Ashley Shelby by Erica Hanna.
By chance, I read two books about cold climates back-to-back. In some ways they are opposites, but in more ways they are similar, and both are good reads.
The reason why I am spending the fleeting Minnesota summer reading books about cold places is something you’ll have to ask my psychologist (if I had one). Maybe it’s just that it’s “safer” to read cold books during a warm summer. I certainly wouldn’t want to read them during the winter. It’s cold enough here then! That’s the best reason I’ve got for you.
The books are “Welcome to the Goddamn Ice Cube” by Blair Braverman and “South Pole Station” by Ashley Shelby.
Ways the books are opposite: Braverman’s book is nonfiction – a memoir set in northern climes like Norway and Alaska. Shelby’s book is fiction and is set in Antarctica. So we have opposite genres and opposite geography.
Ways the book are similar: They are both written by Midwestern women. Braverman now lives in Wisconsin and Shelby lives in Minnesota. They’re also both about women who have put themselves into challenging situations, socially and physically.
Braverman, a California native, traveled to Norway as a high school exchange student, and later as a folk school student, and still later as a museum curator of sorts in an isolated town there. She also lived on a glacier in Alaska, offering dogsled rides as part of a tourist business.

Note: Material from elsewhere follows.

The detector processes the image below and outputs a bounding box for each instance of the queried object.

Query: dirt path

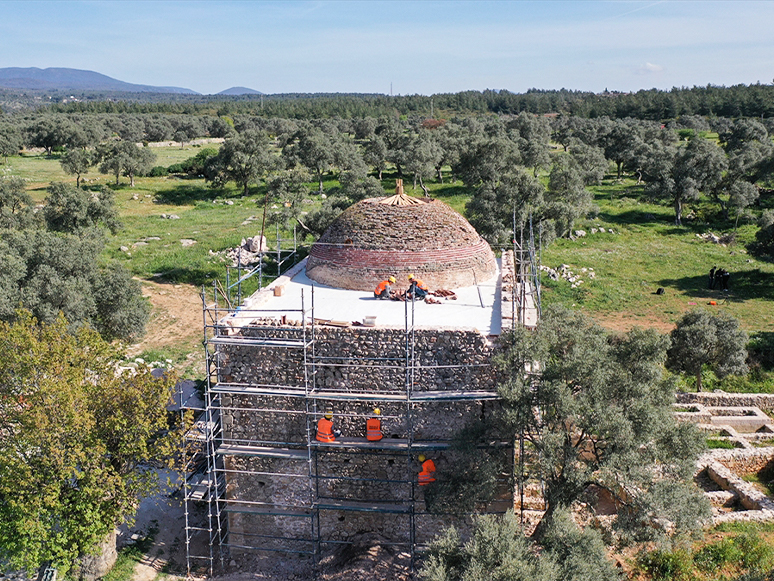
[127,280,204,377]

She chose Norway in high school to pursue her love of cold places, but had a bad experience (well, several bad experiences) with her host family father that made her fear men and question her own mettle. To prove her mettle, she later enrolled in the folk school to learn how to train sled dogs and survive outdoors in the North.

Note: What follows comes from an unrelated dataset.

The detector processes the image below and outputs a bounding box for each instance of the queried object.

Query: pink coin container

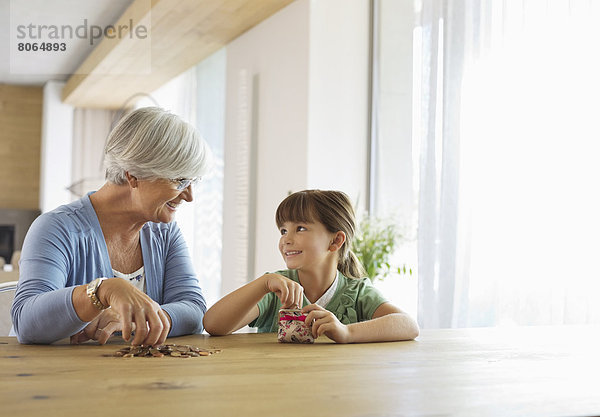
[277,308,315,343]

She writes, “What I feared most was men, and what I feared for was my body, and yet my body wanted men, and there was no answer for any of it. No, that wasn’t right. There was an answer for some of it. And that answer, I felt certain, was somewhere in the north, if I would only go and find it.”

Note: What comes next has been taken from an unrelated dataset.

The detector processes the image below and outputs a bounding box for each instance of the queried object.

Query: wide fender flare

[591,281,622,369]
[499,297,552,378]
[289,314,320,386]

The folk school is a community unto itself where she must prove herself and earn the respect of her teachers and fellow students. She learns her crafts well enough to later on get the job in Alaska, which is another isolated community encapsulated by and encamped on a glacier. This is where the book gets its title – the workers refer to the glacier as the “ice cube” and newbies are welcomed to the hard and challenging life on the “goddamn ice cube.”
(As an aside, this reminds me of when I used to work on Isle Royale National Park, which is located on an island in the middle of Lake Superior. We referred to it as “The Rock.”)
It’s here she has her first relationship with a man, but when things start to get difficult between them, he retaliates emotionally and physically, and makes her living situation in the camp very uncomfortable.
Eventually, Braverman makes her way back to Norway again and helps out the keeper of a general store and local historical museum. Much of the book centers around conversations of the shop regulars, who gather for coffee. Even here, Braverman is isolated and feels she must prove her usefulness to the locals.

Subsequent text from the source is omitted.